Vor seinem Ende hatte er Ludwig XIV. geraten, selbständig und ohne Premierminister zu regieren. Den Namen Mazarin nahm der Marquis de la Meilleraie an, der Gemahl einer Nichte Mazarins, Hortensia Mancini (s. d.), und der Erbe seines Vermögens. Daß er mit Anna von Österreich [* 12] heimlich vermählt gewesen, ist nicht zu beweisen. Von seinen Briefen wurden veröffentlicht: »Lettres où l'on voit les négociations de la paix des Pyrénées« (Par. 1745, 2 Bde., u. öfter);
»Lettres à la reine Anne« (das. 1836);
»Lettres relatives à la Fronde« (hrsg. von Tamizey, das. 1861);
»Lettres du cardinal Mazarin pendant son ministère« (hrsg. von Chéruel, das. 1879-87, 4 Bde.).
Vgl.
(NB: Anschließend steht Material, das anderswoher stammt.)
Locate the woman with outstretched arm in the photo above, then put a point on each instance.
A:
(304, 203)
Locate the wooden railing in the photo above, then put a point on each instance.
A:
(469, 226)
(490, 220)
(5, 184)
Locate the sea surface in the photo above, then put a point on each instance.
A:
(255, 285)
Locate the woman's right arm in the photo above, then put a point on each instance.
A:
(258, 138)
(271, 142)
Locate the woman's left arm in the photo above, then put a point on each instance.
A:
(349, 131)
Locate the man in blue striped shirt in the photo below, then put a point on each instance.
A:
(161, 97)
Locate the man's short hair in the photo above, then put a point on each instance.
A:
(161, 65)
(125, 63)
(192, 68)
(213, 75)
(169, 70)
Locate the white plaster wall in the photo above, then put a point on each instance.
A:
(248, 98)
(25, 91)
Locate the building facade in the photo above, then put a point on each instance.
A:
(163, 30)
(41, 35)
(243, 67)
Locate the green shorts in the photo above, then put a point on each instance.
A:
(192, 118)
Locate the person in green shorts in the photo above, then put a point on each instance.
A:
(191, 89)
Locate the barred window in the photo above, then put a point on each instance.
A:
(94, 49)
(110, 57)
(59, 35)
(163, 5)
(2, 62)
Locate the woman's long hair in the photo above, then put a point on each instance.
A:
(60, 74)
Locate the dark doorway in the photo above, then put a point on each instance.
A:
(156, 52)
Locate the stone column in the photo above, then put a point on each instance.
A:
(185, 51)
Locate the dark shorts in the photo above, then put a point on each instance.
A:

Bazin, Histoire de la France sous le ministère du cardinal Mazarin (Par. 1842, 2 Bde.);
Chéruel, Histoire de France sous le ministère Mazarin (das. 1882, 3 Bde.);
V. Cousin, La jeunesse de Mazarin (das. 1865); Masson, Mazarin (Lond. 1886). -
Die Mazarinaden (d. h. Satiren auf Mazarin) wurden von Moreau in »Bibliographie des Mazarinades« (Par. 1850-51, 3 Bde.) verzeichnet und in »Choix des Mazarinades« (das. 1853, 2 Bde.) gesammelt.